30‐Day Clinical Outcomes
Procedural outcomes such as the need for a second device or annulus rupture were similar between tertiles (Table 3). Thirty‐day mortality was significantly different between tertiles, with patients in T1 displaying a mortality rate less than half of that in patients in the other tertiles (T1: 3.5% versus T2: 8.3% versus T3: 7.0%, P=0.007) (Table 4). Myocardial injury occurred significantly less in patients in T3 compared with the other groups (T1: 66.4% versus T2: 59.7% versus T3: 14.3%, P<0.001). Other clinical outcomes such as stroke, new pacemaker implantation, and major vascular complications were similar between preprocedural troponin tertiles.
Table 4.
Thirty‐Day, 1‐Year, and 3‐Year Outcomes
| 30‐d Outcome | All Patients (N=1390) | T1 (n=463) | T2 (n=481) | T3 (n=446) | P Value |
|---|---|---|---|---|---|
| Death | 87 (6.3) | 16 (3.5) | 40 (8.3) | 31 (7.0) | 0.007 |
| Stroke | 40 (2.9) | 12 (2.6) | 16 (3.3) | 12 (2.7) | 0.76 |
| Myocardial injurya | 437 (47.2) | 204 (66.4) | 190 (59.7) | 43 (14.3) | <0.001 |
| New pacemaker implantationb | 225 (19.2) | 67 (16.1) | 78 (19.6) | 80 (22.4) | 0.08 |
| Major vascular complication | 189 (13.6) | 60 (13.0) | 78 (16.2) | 51 (11.4) | 0.09 |
| Paravalvular regurgitation >mild | 110 (8.6) | 25 (5.8) | 50 (11.5) | 35 (8.4) | 0.01 |
| Acute kidney injury | 85 (6.1) | 18 (3.9) | 45 (9.4) | 22 (4.9) | 0.001 |
| Mean gradient >20 mm Hg | 34 (2.8) | 13 (3.1) | 13 (3.2) | 8 (2.0) | 0.54 |
| Mean gradient, mm Hg | 10.6±5.4 | 10.6±5.0 | 10.9±6.6 | 10.1±4.2 | 0.14 |
| Hospital stay, d | 11.0±8.0 | 11.0±8.0 | 11.4±8.7 | 11.6±10.0 | 0.58 |
| 1‐y deathc | 190 (18.0) | 36 (10.0) | 83 (23.0) | 71 (21.4) |
T1 vs T2: 0.001 T1 vs T3: 0.009 T2 vs T3: 0.43 |
| 3‐y deathc | 241 (38.7) | 54 (28.5) | 102 (42.6) | 85 (47.8) |
T1 vs T2: 0.002 T1 vs T3: 0.003 T2 vs T3: 0.96 |
Values are expressed as mean±SD or number (percentage). T1 indicates tertile 1; T2, tertile 2; T3, tertile 3.

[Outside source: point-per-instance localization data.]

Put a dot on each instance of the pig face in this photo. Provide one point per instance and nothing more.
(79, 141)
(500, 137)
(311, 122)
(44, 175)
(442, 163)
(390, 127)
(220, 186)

Patients with transapical approach were excluded from this analysis.
Patients with a previous permanent pacemaker were excluded from this analysis.
Kaplan–Meier estimate; adjusted P values (Cox proportional hazards model).
Patients in T1 had lower rates of significant paravalvular leak (grade 2 or more) at 30 days (T1: 5.8% versus T2: 11.5% versus T3: 8.4%, P=0.01). Finally, acute kidney injury occurred twice as often in patients in T2 compared with the other groups (P=0.001).
One‐Year Mortality
Median follow‐up was 360 days. Mortality at 1 year was 18% in the overall cohort (Kaplan–Meier estimate). The mortality rate in T1 was half those of the other tertiles. (T1: 10.0% versus T2: 23.0% versus T3: 21.4%, log‐rank P<0.001) (Figure 1). After multivariable adjustment, an elevated preprocedural troponin level was an independent predictor of 1‐year mortality (T2 versus T1: HR, 2.07 [adjusted P=0.001]; T3 versus T1: HR, 1.76 [adjusted P=0.009]), (Table 1). No significant 1‐year mortality differences were observed in T2 and T3 patients (adjusted P=0.43). The other significant independent predictors of mortality at 1 year were age, peripheral vascular disease, left ventricular ejection fraction, and glomerular filtration rate (all adjusted P<0.05). When using the same variables in an exploratory model with 3‐year mortality data, results remained consistent, with patients in T1 still showing significantly lower mortality than their T2 and T3 counterparts (adjusted P=0.002 and 0.003, respectively) (Figure 1).
Figure 1.
Mortality after transcatheter aortic valve intervention stratified by preprocedural troponin tertile. T1 indicates tertile 1; T2, tertile 2; T3, tertile 3.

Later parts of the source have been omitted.